Microsoft’s Fairwater AI data centers in Wisconsin boosted Azure growth and helped lift MSFT stock. They started going live last year and are set to reach 500 megawatts by mid-2026 to support AI workloads.
UBS analyst Karl Keirstead said checks with industry partners found no major delays in the Fairwater rollout. This reassurance supports expectations for steady Azure capacity expansion.

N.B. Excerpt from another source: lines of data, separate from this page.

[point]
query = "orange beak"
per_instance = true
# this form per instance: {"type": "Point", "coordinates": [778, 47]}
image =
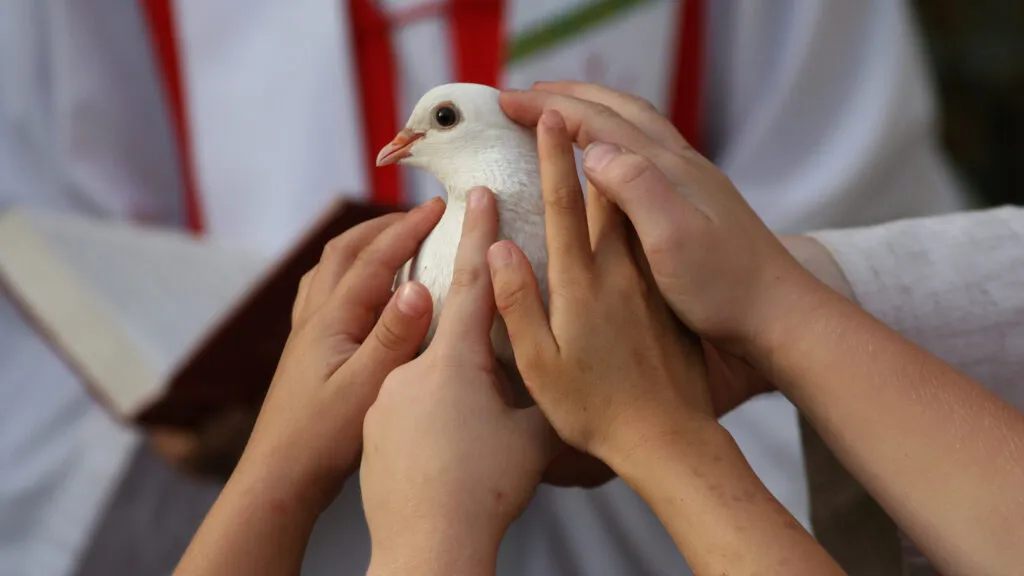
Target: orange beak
{"type": "Point", "coordinates": [398, 148]}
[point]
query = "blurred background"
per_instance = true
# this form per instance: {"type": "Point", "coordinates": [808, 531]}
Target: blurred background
{"type": "Point", "coordinates": [977, 51]}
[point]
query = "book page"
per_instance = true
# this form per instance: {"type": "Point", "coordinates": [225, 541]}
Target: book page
{"type": "Point", "coordinates": [162, 288]}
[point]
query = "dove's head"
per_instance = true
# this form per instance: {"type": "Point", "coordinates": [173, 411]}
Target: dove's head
{"type": "Point", "coordinates": [455, 129]}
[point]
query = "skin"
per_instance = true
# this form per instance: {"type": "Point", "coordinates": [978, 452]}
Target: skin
{"type": "Point", "coordinates": [940, 453]}
{"type": "Point", "coordinates": [449, 464]}
{"type": "Point", "coordinates": [348, 333]}
{"type": "Point", "coordinates": [617, 378]}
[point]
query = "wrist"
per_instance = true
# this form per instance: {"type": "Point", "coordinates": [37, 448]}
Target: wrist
{"type": "Point", "coordinates": [818, 260]}
{"type": "Point", "coordinates": [285, 491]}
{"type": "Point", "coordinates": [645, 445]}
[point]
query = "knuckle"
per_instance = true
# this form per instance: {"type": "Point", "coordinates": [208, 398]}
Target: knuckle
{"type": "Point", "coordinates": [572, 287]}
{"type": "Point", "coordinates": [465, 278]}
{"type": "Point", "coordinates": [510, 296]}
{"type": "Point", "coordinates": [603, 112]}
{"type": "Point", "coordinates": [565, 198]}
{"type": "Point", "coordinates": [644, 105]}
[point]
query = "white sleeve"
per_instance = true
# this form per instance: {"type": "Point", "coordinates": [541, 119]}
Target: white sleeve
{"type": "Point", "coordinates": [822, 113]}
{"type": "Point", "coordinates": [952, 284]}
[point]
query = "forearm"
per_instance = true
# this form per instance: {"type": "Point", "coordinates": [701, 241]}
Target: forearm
{"type": "Point", "coordinates": [938, 451]}
{"type": "Point", "coordinates": [251, 529]}
{"type": "Point", "coordinates": [717, 510]}
{"type": "Point", "coordinates": [452, 550]}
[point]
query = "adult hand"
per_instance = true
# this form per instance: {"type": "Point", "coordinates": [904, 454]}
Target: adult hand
{"type": "Point", "coordinates": [610, 366]}
{"type": "Point", "coordinates": [724, 274]}
{"type": "Point", "coordinates": [348, 333]}
{"type": "Point", "coordinates": [448, 462]}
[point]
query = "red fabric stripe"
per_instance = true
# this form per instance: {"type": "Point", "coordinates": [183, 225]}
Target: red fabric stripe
{"type": "Point", "coordinates": [686, 101]}
{"type": "Point", "coordinates": [478, 40]}
{"type": "Point", "coordinates": [160, 17]}
{"type": "Point", "coordinates": [378, 94]}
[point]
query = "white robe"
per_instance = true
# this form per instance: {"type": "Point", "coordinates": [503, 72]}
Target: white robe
{"type": "Point", "coordinates": [821, 113]}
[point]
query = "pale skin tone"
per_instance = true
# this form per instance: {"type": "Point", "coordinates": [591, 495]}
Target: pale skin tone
{"type": "Point", "coordinates": [309, 432]}
{"type": "Point", "coordinates": [448, 463]}
{"type": "Point", "coordinates": [617, 378]}
{"type": "Point", "coordinates": [940, 453]}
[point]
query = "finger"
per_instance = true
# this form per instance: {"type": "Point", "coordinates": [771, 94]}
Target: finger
{"type": "Point", "coordinates": [298, 307]}
{"type": "Point", "coordinates": [367, 285]}
{"type": "Point", "coordinates": [519, 302]}
{"type": "Point", "coordinates": [633, 109]}
{"type": "Point", "coordinates": [397, 335]}
{"type": "Point", "coordinates": [469, 312]}
{"type": "Point", "coordinates": [607, 225]}
{"type": "Point", "coordinates": [339, 253]}
{"type": "Point", "coordinates": [587, 122]}
{"type": "Point", "coordinates": [565, 213]}
{"type": "Point", "coordinates": [651, 202]}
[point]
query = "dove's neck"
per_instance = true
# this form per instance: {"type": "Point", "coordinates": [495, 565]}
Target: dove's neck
{"type": "Point", "coordinates": [512, 172]}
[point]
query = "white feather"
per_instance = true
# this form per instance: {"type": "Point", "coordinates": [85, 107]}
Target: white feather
{"type": "Point", "coordinates": [484, 149]}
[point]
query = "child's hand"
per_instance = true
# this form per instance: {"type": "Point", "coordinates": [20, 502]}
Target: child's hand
{"type": "Point", "coordinates": [611, 368]}
{"type": "Point", "coordinates": [718, 265]}
{"type": "Point", "coordinates": [307, 438]}
{"type": "Point", "coordinates": [448, 464]}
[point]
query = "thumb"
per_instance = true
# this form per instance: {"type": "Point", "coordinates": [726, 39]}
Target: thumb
{"type": "Point", "coordinates": [398, 333]}
{"type": "Point", "coordinates": [518, 300]}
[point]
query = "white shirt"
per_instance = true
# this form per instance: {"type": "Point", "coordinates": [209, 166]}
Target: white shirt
{"type": "Point", "coordinates": [819, 111]}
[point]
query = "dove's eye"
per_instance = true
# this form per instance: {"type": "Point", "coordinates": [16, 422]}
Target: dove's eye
{"type": "Point", "coordinates": [445, 116]}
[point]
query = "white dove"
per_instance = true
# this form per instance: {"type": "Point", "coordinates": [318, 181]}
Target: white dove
{"type": "Point", "coordinates": [459, 133]}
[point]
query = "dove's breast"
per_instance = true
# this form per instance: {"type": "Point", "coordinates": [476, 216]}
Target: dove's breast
{"type": "Point", "coordinates": [434, 264]}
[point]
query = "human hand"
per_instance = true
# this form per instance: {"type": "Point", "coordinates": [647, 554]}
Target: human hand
{"type": "Point", "coordinates": [348, 332]}
{"type": "Point", "coordinates": [611, 368]}
{"type": "Point", "coordinates": [448, 463]}
{"type": "Point", "coordinates": [718, 265]}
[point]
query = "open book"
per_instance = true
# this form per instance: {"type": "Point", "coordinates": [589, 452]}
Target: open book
{"type": "Point", "coordinates": [164, 328]}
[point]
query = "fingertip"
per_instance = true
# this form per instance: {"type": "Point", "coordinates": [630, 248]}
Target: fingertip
{"type": "Point", "coordinates": [479, 197]}
{"type": "Point", "coordinates": [597, 155]}
{"type": "Point", "coordinates": [413, 300]}
{"type": "Point", "coordinates": [552, 119]}
{"type": "Point", "coordinates": [501, 255]}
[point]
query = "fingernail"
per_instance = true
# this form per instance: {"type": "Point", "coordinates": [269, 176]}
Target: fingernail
{"type": "Point", "coordinates": [552, 119]}
{"type": "Point", "coordinates": [499, 255]}
{"type": "Point", "coordinates": [599, 154]}
{"type": "Point", "coordinates": [409, 302]}
{"type": "Point", "coordinates": [476, 198]}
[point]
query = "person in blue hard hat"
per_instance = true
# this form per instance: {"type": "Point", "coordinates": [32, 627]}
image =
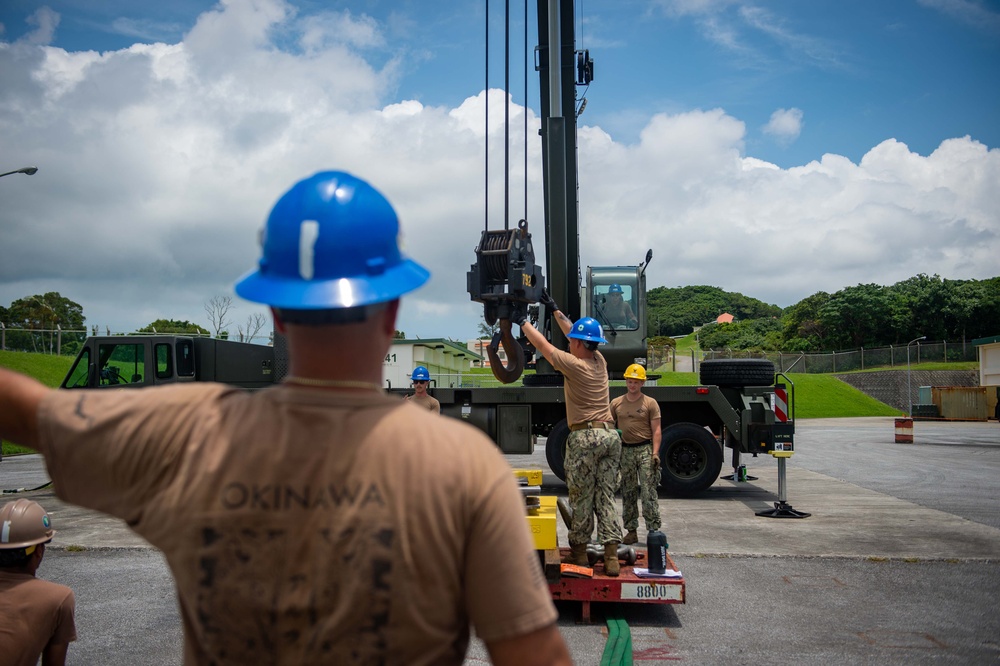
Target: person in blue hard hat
{"type": "Point", "coordinates": [421, 379]}
{"type": "Point", "coordinates": [306, 523]}
{"type": "Point", "coordinates": [593, 447]}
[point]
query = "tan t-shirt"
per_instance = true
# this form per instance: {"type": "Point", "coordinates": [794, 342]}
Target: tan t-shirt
{"type": "Point", "coordinates": [634, 418]}
{"type": "Point", "coordinates": [585, 388]}
{"type": "Point", "coordinates": [33, 613]}
{"type": "Point", "coordinates": [427, 401]}
{"type": "Point", "coordinates": [305, 525]}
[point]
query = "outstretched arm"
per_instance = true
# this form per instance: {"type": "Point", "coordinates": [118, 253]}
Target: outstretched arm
{"type": "Point", "coordinates": [20, 396]}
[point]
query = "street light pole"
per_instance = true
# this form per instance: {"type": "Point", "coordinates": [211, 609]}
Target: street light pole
{"type": "Point", "coordinates": [30, 171]}
{"type": "Point", "coordinates": [909, 395]}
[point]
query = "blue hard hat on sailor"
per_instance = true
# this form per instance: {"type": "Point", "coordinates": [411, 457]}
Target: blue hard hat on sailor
{"type": "Point", "coordinates": [331, 241]}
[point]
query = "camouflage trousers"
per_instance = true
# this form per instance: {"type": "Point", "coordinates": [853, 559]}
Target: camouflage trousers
{"type": "Point", "coordinates": [639, 479]}
{"type": "Point", "coordinates": [592, 477]}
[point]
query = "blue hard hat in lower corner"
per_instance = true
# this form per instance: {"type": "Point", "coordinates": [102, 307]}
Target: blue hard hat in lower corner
{"type": "Point", "coordinates": [331, 241]}
{"type": "Point", "coordinates": [587, 329]}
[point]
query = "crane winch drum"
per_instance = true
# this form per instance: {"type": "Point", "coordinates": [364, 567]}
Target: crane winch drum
{"type": "Point", "coordinates": [505, 275]}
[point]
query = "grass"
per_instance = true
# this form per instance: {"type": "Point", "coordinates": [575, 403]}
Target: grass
{"type": "Point", "coordinates": [687, 343]}
{"type": "Point", "coordinates": [46, 368]}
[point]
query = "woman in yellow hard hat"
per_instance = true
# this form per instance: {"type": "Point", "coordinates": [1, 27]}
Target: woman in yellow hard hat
{"type": "Point", "coordinates": [638, 417]}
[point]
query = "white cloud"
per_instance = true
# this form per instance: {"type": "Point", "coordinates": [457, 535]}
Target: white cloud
{"type": "Point", "coordinates": [785, 125]}
{"type": "Point", "coordinates": [159, 163]}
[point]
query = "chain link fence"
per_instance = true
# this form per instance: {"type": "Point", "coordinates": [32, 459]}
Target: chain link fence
{"type": "Point", "coordinates": [854, 359]}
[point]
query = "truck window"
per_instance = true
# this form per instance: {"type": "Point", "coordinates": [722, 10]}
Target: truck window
{"type": "Point", "coordinates": [185, 359]}
{"type": "Point", "coordinates": [121, 364]}
{"type": "Point", "coordinates": [164, 364]}
{"type": "Point", "coordinates": [77, 377]}
{"type": "Point", "coordinates": [615, 309]}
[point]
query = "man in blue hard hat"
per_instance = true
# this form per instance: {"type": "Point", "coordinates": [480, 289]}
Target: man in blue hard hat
{"type": "Point", "coordinates": [421, 378]}
{"type": "Point", "coordinates": [304, 523]}
{"type": "Point", "coordinates": [593, 448]}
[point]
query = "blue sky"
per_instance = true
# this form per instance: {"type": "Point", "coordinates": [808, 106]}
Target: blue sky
{"type": "Point", "coordinates": [860, 137]}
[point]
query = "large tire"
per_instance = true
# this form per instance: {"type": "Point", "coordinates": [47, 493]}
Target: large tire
{"type": "Point", "coordinates": [690, 459]}
{"type": "Point", "coordinates": [737, 372]}
{"type": "Point", "coordinates": [555, 449]}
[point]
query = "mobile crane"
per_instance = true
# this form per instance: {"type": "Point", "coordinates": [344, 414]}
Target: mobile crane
{"type": "Point", "coordinates": [734, 405]}
{"type": "Point", "coordinates": [738, 404]}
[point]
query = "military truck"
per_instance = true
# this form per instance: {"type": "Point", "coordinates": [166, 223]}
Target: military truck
{"type": "Point", "coordinates": [134, 361]}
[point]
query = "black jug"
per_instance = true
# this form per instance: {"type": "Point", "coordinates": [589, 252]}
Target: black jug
{"type": "Point", "coordinates": [656, 551]}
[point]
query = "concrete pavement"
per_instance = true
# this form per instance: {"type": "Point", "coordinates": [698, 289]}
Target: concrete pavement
{"type": "Point", "coordinates": [899, 562]}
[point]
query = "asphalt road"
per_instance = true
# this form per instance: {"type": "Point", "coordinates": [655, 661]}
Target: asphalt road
{"type": "Point", "coordinates": [899, 562]}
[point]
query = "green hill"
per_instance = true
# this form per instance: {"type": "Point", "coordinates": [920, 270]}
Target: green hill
{"type": "Point", "coordinates": [816, 396]}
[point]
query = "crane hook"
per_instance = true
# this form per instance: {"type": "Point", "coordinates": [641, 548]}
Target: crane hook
{"type": "Point", "coordinates": [515, 355]}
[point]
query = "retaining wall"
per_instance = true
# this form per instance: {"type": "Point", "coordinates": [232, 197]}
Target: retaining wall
{"type": "Point", "coordinates": [889, 386]}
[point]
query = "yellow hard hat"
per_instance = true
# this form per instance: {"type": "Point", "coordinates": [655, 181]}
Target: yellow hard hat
{"type": "Point", "coordinates": [635, 371]}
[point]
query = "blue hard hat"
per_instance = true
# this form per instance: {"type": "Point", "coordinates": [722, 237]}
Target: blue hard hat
{"type": "Point", "coordinates": [587, 329]}
{"type": "Point", "coordinates": [331, 241]}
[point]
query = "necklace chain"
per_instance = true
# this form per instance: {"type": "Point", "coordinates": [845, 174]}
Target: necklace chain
{"type": "Point", "coordinates": [333, 383]}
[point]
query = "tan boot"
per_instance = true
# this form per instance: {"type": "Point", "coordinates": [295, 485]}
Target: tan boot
{"type": "Point", "coordinates": [577, 555]}
{"type": "Point", "coordinates": [611, 567]}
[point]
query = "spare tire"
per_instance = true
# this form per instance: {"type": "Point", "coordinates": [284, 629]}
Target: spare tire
{"type": "Point", "coordinates": [737, 372]}
{"type": "Point", "coordinates": [555, 449]}
{"type": "Point", "coordinates": [690, 459]}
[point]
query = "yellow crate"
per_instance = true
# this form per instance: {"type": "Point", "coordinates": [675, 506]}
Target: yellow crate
{"type": "Point", "coordinates": [534, 476]}
{"type": "Point", "coordinates": [542, 523]}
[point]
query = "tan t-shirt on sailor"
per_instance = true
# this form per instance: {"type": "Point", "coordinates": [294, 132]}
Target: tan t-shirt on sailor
{"type": "Point", "coordinates": [307, 526]}
{"type": "Point", "coordinates": [427, 401]}
{"type": "Point", "coordinates": [633, 418]}
{"type": "Point", "coordinates": [585, 388]}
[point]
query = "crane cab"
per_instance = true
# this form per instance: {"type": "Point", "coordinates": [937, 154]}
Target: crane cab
{"type": "Point", "coordinates": [616, 297]}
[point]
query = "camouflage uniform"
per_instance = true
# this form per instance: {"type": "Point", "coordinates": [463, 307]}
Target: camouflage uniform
{"type": "Point", "coordinates": [638, 472]}
{"type": "Point", "coordinates": [592, 476]}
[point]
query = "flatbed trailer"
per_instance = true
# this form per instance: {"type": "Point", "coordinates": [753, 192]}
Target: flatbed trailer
{"type": "Point", "coordinates": [627, 587]}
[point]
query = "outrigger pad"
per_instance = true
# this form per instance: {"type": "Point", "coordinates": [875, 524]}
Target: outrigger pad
{"type": "Point", "coordinates": [782, 510]}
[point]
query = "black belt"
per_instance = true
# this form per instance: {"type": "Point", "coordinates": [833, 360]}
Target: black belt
{"type": "Point", "coordinates": [590, 424]}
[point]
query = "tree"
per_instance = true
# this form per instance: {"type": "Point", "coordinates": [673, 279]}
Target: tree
{"type": "Point", "coordinates": [248, 331]}
{"type": "Point", "coordinates": [174, 327]}
{"type": "Point", "coordinates": [801, 328]}
{"type": "Point", "coordinates": [44, 315]}
{"type": "Point", "coordinates": [217, 309]}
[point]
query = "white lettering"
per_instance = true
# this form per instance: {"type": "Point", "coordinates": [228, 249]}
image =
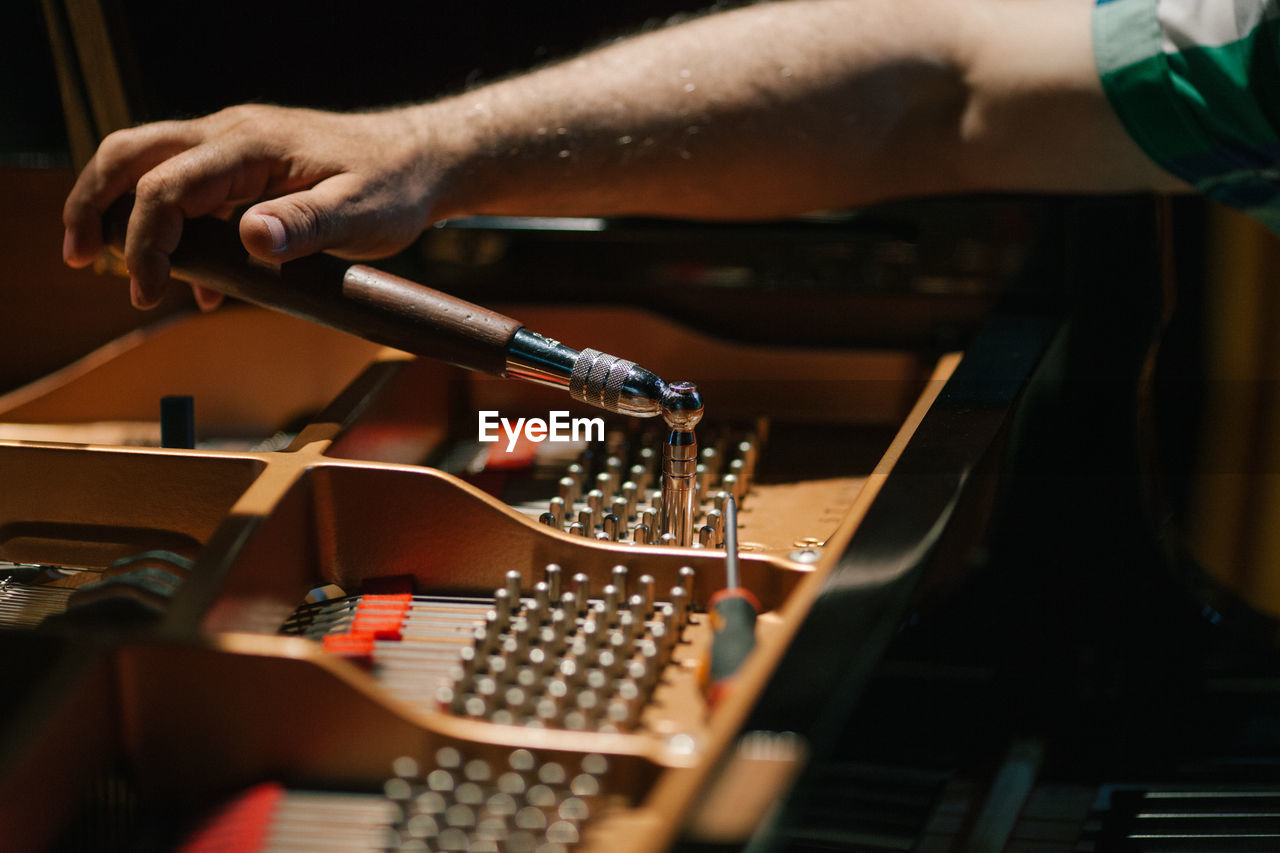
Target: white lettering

OpenAI expects $115 billion in losses through 2029, and much of that spending will flow into data centers. (Ed. note: that scale of investment helps explain why cloud infrastructure names benefit.)
Morgan Stanley initiated a bullish stance, labeling Microsoft “overweight” and keeping a $650 price target. Analysts said that target implies roughly 38% upside and called the early-year dip a potential buying opportunity.
UBS trimmed its Microsoft price target to $600 from $650 while keeping a Buy rating, citing Azure as the main growth driver. Dan Ives of Wedbush called Microsoft a “core winner” for 2026, expecting Azure to move from pilots to broad enterprise deployments.
Evercore ISI analyst Julian Emanuel added a cautionary note but said systemic risks tied to the AI trade remain limited. He pointed to healthy hyperscaler balance sheets and muted cross-holdings as stabilizing factors.